# Ohm’s Law explanation

**Ohm’s Law** can be easily understood if we analyze a circuit where there is a battery (12 volts source of voltage) in series with a 6 ohms resistor.

You can establish a relation between the battery voltage, the resistor’s value and the electric current that passes through this resistor. This relation is: I = V/R and it is known as the **Ohm’s Law.**

## To find the Current: I = V/R

Therefore, the electric current flowing through the circuit (through the resistor) is: I = 12 Volts / 6 ohms = 2 Amperes.

## To find the Voltage: V = I x R

In the same way, we can solve the equation above for the voltage and we get V = I x R (another expression for the Ohm’s law) so if we know the current and the resistor’s value, we can obtain the voltage between the terminals of the resistor, as follows: V = 2 Amperes x 6 ohms = 12 V.

## To find the resistance R = V / I

As in the previous case, we can solve the equation for the resistance and we get R = V / I. Then if we know the voltage in the resistor and the electric current passing through it, the resistor value is: R = 12 Volts / 2 Amps = 6 ohms

It is interesting to see that the relation between the electric current and the voltage in a resistor is always linear and the slope of this line is directly related to the value of the resistor. Thus, the bigger is the resistor value, the greater the slope will be.

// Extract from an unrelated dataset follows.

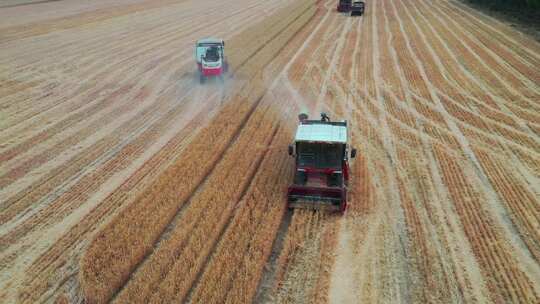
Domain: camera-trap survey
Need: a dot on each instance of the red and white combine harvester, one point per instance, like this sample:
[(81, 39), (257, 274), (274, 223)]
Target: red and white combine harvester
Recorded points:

The following triangle witch is very similar to the formulas discussed above is used to remember the three expressions of the **Ohm’s Law**.

There are 3 cases:

- If there is a fixed resistor value, an increment on the electric current means an increment on voltage.
- If there is a fixed voltage, an increment on the electric current is caused by a decrease in the resistance.
- If there is a fixed electric current, an increment on the resistance causes an increment on the voltage.

## Ohm’s Law for different resistor values

Looking at the picture we can see three lines with different slopes that correspond to three different resistors values.

We can get, from these graphics, the current value for each resistor for a given voltage. We can also get the voltage value for each resistor for any current.